Sebelum tahun 1955, orang Pegayaman memadati kehidupannya dengan ilmu agama. Waktunya mereka habiskan untuk belajar ilmu agama, dengan kualitas dan kuantitas yang terus meningkat seiring gerak zaman.
Sebelum tahun 1955 tersebut, kebanyakan orang Pegayaman memilih menempuh pendidikannya di pondok pesantren. Sejumlah pondok pesantren menjadi tujuan orang Pegayaman untuk mempelajari ilmu agama. Seperti pondok pesantren di Desa Kediri, Lombok Barat yang dipimpin oleh TGH Hafizd. Atau di pondok pesantren di Desa Bengkel Utara, Kediri yang dipimpin oleh TGH Saleh Hambali.
Pada tahun-tahun itu juga banyak orang Pegayaman yang menuntut ilmu agama di pulau Jawa, tepatnya di pondok pesantren di Tebu Ireng, Jombang, Jawa Timur.
Jauh sebelum itu, pada tahun 1900 M, banyak tokoh Pegayaman yang sudah menuntut ilmu agama di kota Al Makkatul Mukarromah. Di kota suci umat Islam tersebut para tokoh Pegayaman sampai bermukim puluhan tahun. Sebut saja para tokoh Pegayaman yang belajar ilmu agama di Makah saat itu seperti TGH Hamam. Beliau yang menjadi pelopor orang Pegayaman untuk belajar ilmu agama ke Makah. Kemudian menyusul TGH Bahzah, TGH Mahfudz, TGH Ilyas, dan yang lainnya.
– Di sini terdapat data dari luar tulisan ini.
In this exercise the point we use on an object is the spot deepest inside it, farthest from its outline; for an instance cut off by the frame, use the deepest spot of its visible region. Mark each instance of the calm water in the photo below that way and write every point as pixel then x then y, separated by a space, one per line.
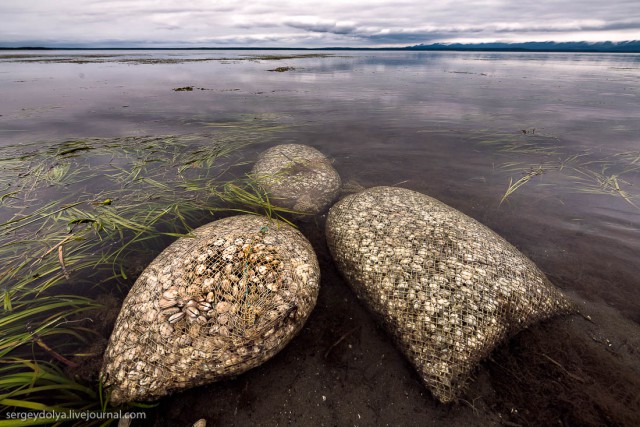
pixel 457 126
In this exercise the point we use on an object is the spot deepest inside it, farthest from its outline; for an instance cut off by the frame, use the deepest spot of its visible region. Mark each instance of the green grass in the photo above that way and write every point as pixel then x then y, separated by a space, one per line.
pixel 533 154
pixel 75 217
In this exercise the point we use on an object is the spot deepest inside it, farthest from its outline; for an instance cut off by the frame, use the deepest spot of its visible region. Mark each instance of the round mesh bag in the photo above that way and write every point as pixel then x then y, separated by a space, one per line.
pixel 210 307
pixel 447 288
pixel 298 177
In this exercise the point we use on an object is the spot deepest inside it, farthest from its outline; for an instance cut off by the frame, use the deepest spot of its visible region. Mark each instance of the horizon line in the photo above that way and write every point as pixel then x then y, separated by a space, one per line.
pixel 579 46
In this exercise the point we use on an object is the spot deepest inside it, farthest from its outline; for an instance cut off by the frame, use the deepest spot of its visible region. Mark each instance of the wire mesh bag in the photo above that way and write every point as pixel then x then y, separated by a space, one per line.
pixel 298 177
pixel 447 288
pixel 210 307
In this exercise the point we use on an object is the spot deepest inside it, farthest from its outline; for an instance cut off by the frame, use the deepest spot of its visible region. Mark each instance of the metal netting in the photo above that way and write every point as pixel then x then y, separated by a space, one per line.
pixel 447 288
pixel 210 307
pixel 297 177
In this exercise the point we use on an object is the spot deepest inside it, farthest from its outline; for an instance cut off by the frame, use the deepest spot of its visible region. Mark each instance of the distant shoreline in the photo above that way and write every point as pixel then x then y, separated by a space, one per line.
pixel 546 47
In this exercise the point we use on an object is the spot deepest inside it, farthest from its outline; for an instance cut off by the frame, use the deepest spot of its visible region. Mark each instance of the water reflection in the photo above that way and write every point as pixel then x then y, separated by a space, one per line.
pixel 437 122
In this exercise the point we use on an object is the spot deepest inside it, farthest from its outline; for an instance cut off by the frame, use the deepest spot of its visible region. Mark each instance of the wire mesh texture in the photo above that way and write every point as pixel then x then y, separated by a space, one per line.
pixel 210 307
pixel 297 177
pixel 447 288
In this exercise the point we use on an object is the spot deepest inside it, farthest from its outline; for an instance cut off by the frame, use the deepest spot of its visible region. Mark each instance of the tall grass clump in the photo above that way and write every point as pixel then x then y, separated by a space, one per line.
pixel 81 218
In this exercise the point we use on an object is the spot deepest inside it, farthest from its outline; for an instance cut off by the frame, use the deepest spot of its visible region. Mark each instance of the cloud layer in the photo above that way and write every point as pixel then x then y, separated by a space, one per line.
pixel 260 23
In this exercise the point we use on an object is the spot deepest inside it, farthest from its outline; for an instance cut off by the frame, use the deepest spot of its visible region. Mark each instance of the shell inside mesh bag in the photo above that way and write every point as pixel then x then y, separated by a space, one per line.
pixel 447 288
pixel 298 177
pixel 210 307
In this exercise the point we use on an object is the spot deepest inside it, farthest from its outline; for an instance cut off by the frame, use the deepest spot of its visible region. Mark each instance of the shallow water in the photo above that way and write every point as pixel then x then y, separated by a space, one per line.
pixel 456 126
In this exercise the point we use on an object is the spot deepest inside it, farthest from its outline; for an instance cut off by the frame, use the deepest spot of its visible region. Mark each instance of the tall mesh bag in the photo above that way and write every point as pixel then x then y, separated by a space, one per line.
pixel 210 307
pixel 447 288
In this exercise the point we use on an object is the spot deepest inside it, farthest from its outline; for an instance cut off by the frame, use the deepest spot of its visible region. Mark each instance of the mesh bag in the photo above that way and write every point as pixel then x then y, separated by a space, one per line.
pixel 210 307
pixel 298 177
pixel 447 288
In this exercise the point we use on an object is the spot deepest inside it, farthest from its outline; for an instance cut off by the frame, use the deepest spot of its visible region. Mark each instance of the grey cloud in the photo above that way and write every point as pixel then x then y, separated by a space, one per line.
pixel 323 27
pixel 326 23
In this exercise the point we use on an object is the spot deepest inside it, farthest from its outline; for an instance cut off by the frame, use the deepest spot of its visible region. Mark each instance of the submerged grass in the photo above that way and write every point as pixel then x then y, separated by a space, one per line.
pixel 81 215
pixel 587 172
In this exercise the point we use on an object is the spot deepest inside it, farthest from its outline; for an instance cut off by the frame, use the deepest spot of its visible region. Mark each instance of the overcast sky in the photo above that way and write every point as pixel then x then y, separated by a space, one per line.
pixel 355 23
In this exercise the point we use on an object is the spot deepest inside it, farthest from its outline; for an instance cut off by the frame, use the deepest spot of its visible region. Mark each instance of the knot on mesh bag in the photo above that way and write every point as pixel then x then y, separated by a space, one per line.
pixel 447 288
pixel 210 307
pixel 297 177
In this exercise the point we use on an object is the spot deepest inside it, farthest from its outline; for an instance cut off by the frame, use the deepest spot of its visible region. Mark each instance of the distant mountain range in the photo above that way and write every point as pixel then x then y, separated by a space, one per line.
pixel 627 46
pixel 632 46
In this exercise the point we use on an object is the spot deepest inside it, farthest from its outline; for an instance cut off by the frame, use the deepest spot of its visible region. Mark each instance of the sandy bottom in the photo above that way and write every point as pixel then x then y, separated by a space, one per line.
pixel 343 369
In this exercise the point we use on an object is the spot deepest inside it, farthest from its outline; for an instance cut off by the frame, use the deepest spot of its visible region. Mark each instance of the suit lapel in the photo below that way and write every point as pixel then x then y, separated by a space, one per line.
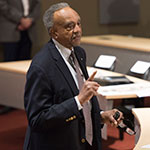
pixel 63 68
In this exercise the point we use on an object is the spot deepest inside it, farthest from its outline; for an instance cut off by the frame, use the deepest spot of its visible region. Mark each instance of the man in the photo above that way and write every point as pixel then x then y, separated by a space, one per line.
pixel 17 30
pixel 54 105
pixel 17 27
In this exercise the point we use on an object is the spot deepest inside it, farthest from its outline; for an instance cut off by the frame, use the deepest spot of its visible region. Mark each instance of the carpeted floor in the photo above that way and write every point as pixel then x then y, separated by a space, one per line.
pixel 13 126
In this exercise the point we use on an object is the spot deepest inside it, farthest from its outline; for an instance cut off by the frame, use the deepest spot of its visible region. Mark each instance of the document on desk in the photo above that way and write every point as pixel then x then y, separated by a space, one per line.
pixel 139 89
pixel 145 146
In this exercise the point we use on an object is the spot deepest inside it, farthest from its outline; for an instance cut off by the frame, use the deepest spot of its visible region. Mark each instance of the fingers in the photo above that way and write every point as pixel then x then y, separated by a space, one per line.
pixel 91 78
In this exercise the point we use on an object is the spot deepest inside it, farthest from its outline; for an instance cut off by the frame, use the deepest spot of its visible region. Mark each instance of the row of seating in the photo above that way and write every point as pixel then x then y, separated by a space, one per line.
pixel 140 69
Ini membuktikan bahwa hasrat menuntut ilmu orang Pegayaman sangat luar biasa. Terjadi dari generasi ke generasi. Bagi orang Pegayaman, menuntut ilmu agama merupakan hal utama.
Kondisi inilah yang membuat kuatnya dasar-dasar agama Islam dalam masyarakat Pegayaman. Membekas dan terimplementasi dengan baik dari generasi ke generasi sampai sekarang. Dan berlanjut dengan metode dan sistem pendidikan sorogan yang diajarkan pada sistem pendidikan nonformal yang berkembang sampai sekarang.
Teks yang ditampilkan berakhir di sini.